Kavramlar Ansiklopedisi | Kategoriler | Konular

İmanda İhlâs

İbâdetlerde İhlâs

İbâdetlerde İhlâs:


Fıkıh kitaplarında ibâdetlerin abdest,
niyet, tekbir, kıraat gibi zâhirî şartları yanında bir de huşû, hudû ve ihlâs
kavramıyla ifâde edilen bâtınî şartlarının bulunduğu, meselâ abdestsiz kılınan
namaz geçerli sayılmayacağı gibi, ihlâssız edâ edilen ibâdetin de makbul
olmadığı belirtilmekle birlikte bu konu daha çok tasavvuf ve ahlâk kaynaklarında
ele alınmıştır. Zâhidlere ve muttakîlere göre ihlâs, kulun bütün amellerini
sadece Hak için îfâ etmesi, halkın değerlendirmesini kesinlikle dikkate
almamasıdır. Zâhidler, kulun yaptığı amel ve ibâdetleri yok sayması, bunlara
bakıp da kendini beğenmemesi lâzım geldiğini özellikle belirtmişlerdir. Bunu
sağlamak için amel ve ibâdetleri halktan ve nefisten korumak gerekir.
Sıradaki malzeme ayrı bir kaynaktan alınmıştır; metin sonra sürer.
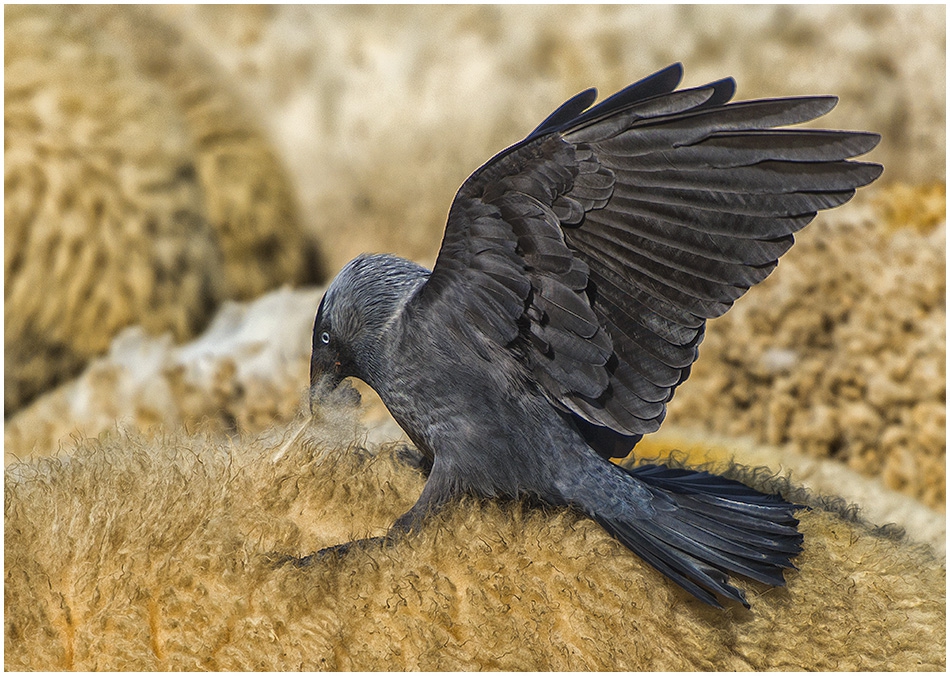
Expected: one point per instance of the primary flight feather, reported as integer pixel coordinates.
(568, 301)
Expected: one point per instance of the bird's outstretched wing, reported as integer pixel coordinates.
(597, 248)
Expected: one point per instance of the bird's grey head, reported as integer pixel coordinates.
(358, 308)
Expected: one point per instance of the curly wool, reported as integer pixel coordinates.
(135, 554)
(136, 192)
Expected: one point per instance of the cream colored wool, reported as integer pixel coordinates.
(136, 190)
(134, 554)
(381, 112)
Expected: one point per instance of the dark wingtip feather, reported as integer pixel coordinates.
(566, 112)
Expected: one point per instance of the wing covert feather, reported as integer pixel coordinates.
(596, 248)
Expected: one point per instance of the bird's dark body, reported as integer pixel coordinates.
(568, 301)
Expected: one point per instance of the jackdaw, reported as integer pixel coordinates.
(567, 303)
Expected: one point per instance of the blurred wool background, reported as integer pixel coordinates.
(180, 181)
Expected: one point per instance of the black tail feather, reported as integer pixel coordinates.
(701, 528)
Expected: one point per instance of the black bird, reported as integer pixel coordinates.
(567, 303)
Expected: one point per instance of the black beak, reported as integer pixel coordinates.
(325, 387)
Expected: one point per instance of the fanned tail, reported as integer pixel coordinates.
(698, 528)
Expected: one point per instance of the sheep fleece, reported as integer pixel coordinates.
(152, 554)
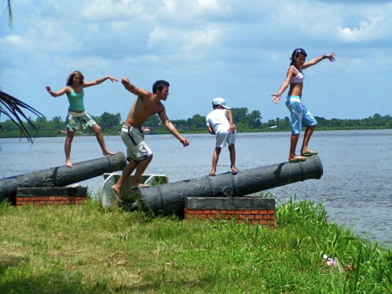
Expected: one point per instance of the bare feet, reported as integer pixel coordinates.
(308, 153)
(297, 159)
(117, 193)
(68, 163)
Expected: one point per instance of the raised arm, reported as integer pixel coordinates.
(283, 87)
(99, 81)
(210, 130)
(134, 90)
(58, 93)
(330, 57)
(172, 129)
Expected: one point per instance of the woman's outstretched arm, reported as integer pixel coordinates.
(58, 93)
(330, 57)
(98, 81)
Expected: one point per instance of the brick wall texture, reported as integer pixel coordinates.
(249, 216)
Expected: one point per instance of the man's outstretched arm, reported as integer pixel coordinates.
(172, 129)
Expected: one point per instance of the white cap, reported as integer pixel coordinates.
(220, 101)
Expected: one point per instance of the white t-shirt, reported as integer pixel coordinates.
(218, 120)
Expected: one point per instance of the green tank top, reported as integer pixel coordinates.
(75, 100)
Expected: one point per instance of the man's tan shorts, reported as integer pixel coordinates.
(133, 138)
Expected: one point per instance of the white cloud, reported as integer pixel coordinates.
(18, 41)
(367, 30)
(185, 39)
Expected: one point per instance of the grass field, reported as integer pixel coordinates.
(84, 249)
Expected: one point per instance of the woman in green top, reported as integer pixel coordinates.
(77, 116)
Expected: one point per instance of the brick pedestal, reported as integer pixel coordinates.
(51, 195)
(247, 209)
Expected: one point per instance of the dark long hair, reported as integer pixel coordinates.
(295, 54)
(72, 75)
(158, 86)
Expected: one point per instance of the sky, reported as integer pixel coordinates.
(238, 50)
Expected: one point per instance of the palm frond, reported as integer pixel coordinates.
(12, 108)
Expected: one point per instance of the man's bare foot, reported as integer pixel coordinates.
(117, 193)
(296, 159)
(68, 163)
(309, 153)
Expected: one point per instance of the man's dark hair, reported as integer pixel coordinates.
(159, 85)
(296, 53)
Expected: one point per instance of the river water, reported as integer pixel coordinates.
(356, 187)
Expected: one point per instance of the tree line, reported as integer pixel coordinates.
(244, 120)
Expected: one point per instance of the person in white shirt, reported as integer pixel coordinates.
(220, 123)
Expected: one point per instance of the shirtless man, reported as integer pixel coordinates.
(139, 154)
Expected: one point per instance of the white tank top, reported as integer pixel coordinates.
(299, 78)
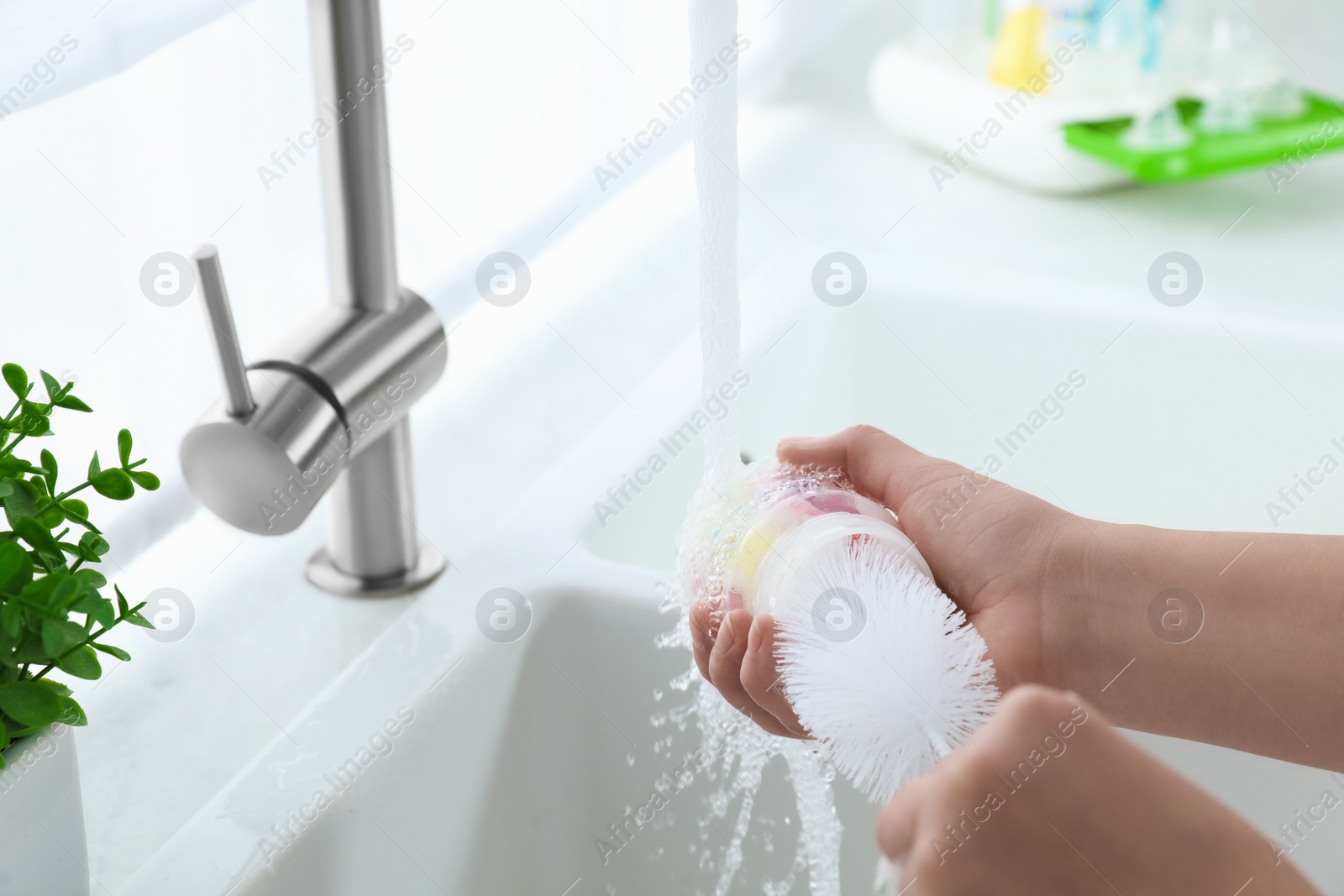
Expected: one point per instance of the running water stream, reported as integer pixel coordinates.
(741, 752)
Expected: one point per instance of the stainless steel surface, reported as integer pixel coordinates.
(333, 402)
(356, 176)
(265, 472)
(212, 278)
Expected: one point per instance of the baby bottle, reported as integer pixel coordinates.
(777, 521)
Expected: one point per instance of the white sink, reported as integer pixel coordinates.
(514, 763)
(517, 757)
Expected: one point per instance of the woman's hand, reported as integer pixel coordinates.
(996, 551)
(1047, 799)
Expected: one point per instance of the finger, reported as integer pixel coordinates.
(898, 820)
(879, 465)
(763, 680)
(726, 671)
(702, 634)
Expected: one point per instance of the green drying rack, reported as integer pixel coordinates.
(1320, 128)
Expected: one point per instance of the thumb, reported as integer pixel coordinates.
(897, 822)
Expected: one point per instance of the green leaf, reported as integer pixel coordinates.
(71, 403)
(49, 464)
(92, 547)
(65, 593)
(145, 479)
(34, 419)
(71, 712)
(112, 652)
(113, 484)
(53, 385)
(11, 618)
(15, 564)
(77, 511)
(38, 537)
(18, 380)
(30, 703)
(53, 638)
(81, 664)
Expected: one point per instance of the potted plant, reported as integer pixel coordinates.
(53, 622)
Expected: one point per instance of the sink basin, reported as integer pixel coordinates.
(504, 775)
(517, 758)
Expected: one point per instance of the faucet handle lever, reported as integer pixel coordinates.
(212, 278)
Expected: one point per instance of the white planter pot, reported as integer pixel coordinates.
(42, 837)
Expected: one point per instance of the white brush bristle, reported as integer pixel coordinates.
(911, 684)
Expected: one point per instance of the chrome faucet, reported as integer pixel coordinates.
(327, 411)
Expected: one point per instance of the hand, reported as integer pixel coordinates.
(996, 551)
(1047, 799)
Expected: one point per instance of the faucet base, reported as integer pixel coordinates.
(323, 573)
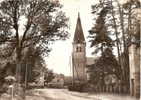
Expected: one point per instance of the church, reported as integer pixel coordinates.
(79, 59)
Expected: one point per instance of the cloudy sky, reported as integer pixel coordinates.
(60, 56)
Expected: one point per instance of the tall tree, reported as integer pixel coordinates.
(31, 22)
(99, 34)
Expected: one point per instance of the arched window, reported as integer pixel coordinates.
(78, 49)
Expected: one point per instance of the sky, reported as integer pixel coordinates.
(59, 59)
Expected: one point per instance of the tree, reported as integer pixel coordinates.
(99, 33)
(104, 66)
(43, 22)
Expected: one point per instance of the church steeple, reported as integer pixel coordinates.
(78, 35)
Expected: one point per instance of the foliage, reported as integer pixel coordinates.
(99, 34)
(25, 23)
(104, 66)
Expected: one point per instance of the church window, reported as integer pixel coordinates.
(78, 49)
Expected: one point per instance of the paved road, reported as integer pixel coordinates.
(63, 94)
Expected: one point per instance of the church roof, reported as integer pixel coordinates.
(78, 35)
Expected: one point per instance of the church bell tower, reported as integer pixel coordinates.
(79, 53)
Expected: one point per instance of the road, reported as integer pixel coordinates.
(64, 94)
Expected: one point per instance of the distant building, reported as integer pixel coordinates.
(58, 81)
(79, 59)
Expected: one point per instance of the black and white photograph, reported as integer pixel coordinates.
(70, 49)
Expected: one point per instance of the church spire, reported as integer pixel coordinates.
(78, 35)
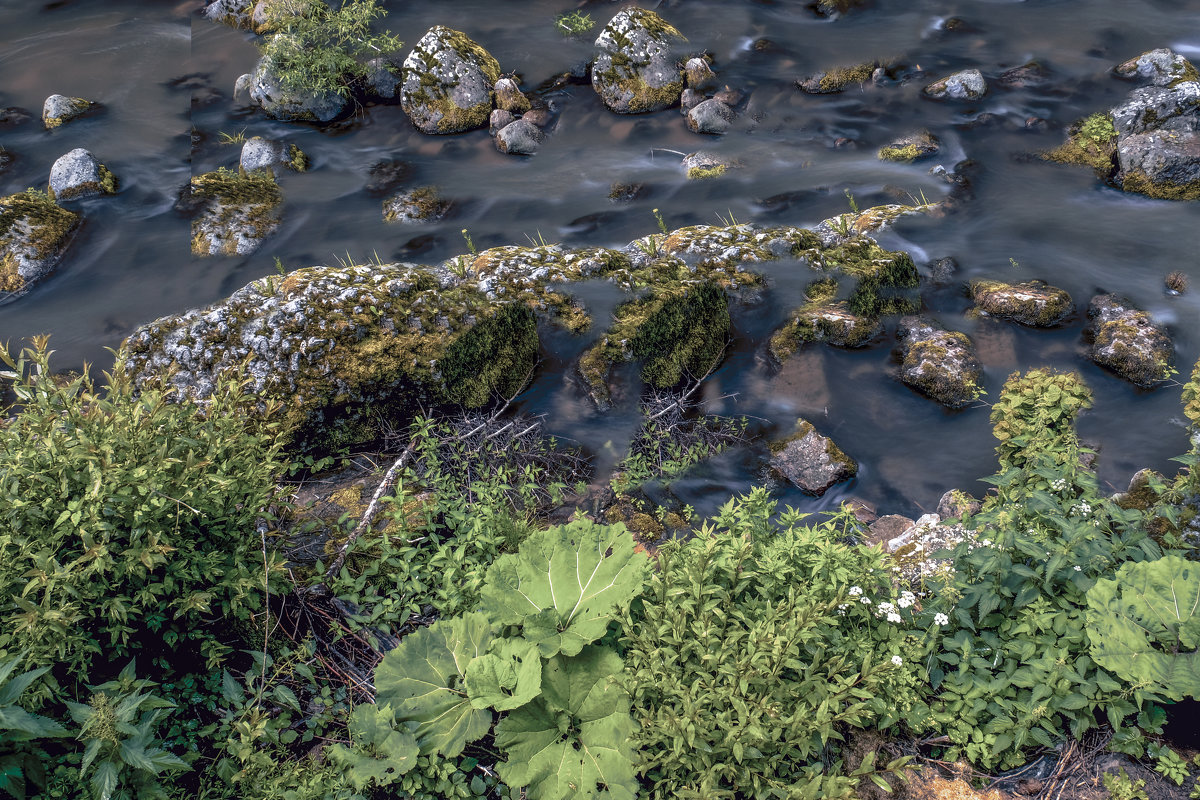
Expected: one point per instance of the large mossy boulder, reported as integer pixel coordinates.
(1128, 342)
(1033, 302)
(448, 83)
(937, 362)
(235, 211)
(34, 234)
(340, 347)
(636, 68)
(810, 461)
Sadece ibâdet türünden olan
davranışlarda değil; tüm dünyâ işlerinde de ihlâs aranır. İhlâsın anlamını
derinleştiren zâhidler, kulun işlediği iyi amellerin Hakk'ın bir lutfu olduğunu
söylemişler, bunları kendisinden bilmesini ihlâs eksikliğine bağlayarak edebe
aykırı bulmuşlardır. Zünnûn el-Mısrî'ye göre hayırlı işlerinden dolayı övülme
ile yerilmenin eşit olması, işlenen amellerin unutulması ve sevap almayı
gerektirdiğinin düşünülmemesi kişinin ihlâslı oluşunun alâmetleridir. Her şeyin
fâili olarak Hakk'ı gören insan, amel ve ibâdetlerinin sahibi olarak kendini
göremez/görmemelidir. Yalnızlığı sevmek ve kimsenin görmediği yerlerde ibâdet
etmek de ihlâslı olmayı sağlar.

İbâdetin rûhu ihlâstır. İhlâssız
amelin de amelsiz ihlâsın da kula bir faydası yoktur; bununla beraber ihlâssız
amel, amelsiz ihlâstan daha kötüdür. Çünkü davranışlara değer ve sevap
kazandıran ihlâstır. Çok ibâdetle değil; ibâdetteki ihlâsla kurtuluşa
erileceğini söyleyen zâhidler, insanın ihlâslı ve samimi olmasını, ancak ihlâslı
olduğunu iddiâ etmemesini bir ilke olarak benimsemişlerdir. Ebû Bekir ed-Dekkâk,
ihlâslı olduğu kanaatini taşımanın ihlâs eksikliğinden kaynaklandığını söyler.
Allah, bir kulunun ihlâsını makbul kılmak istediği zaman, onun ihlâsını
görmesine engel olur; o zaman kul, ?muhlis? değil; Kur'an'daki tâbiriyle
(19/Meryem, 51) ?muhlâs? olur. Muhlis, kendi irâdesi ve gayretiyle ihlâsa
kavuşan, muhlâs ise, Allah tarafından kendisine ihlâs bağışlanan kimsedir. İhlâs
konusundaki fikirleriyle tanınan Yusuf bin Hüseyin er-Râzî, dünyada en değerli
şeyin ihlâs olduğunu, fakat kendisinin, gönlünden riyâyı söküp atmak için bütün
gücüyle çalıştığı halde riyânın kalbinde başka bir renkle yeniden yeşerdiğini
söyleyerek her durumda ihlâslı kalmanın zorluğuna işaret eder (Kuşeyrî, Risâle,
s. 440).

Doğruluğun özel bir şekli olarak
görülen ve bazen niyet anlamında kullanılan ihlâs, insanın rûhunda son derece
gizli bir niteliktir, hatta o bir sırdır. Nitekim bir kudsî hadiste, ?İhlâs,
sırlarımdan bir sırdır, onu sevdiğim kulumun kalbine tevdî ederim? diye
buyrulduğu söylenir (Kuşeyrî, Risâle, s. 444). Cüneyd-i Bağdâdî'ye göre ihlâs o
kadar gizlidir ki, melek onu bilmediği için sevap hânesine yazamaz, şeytan
bilmediği için onu bozamaz, nefis bilmediği için şımarmaz (A.g.e. s. 446). Böyle
olunca başkaları bir yana, ihlâslı olduğunu kişinin kendisi bile kesin olarak
bilemez, onun için de nefsini daima denetim altında tutması gerekir.[1]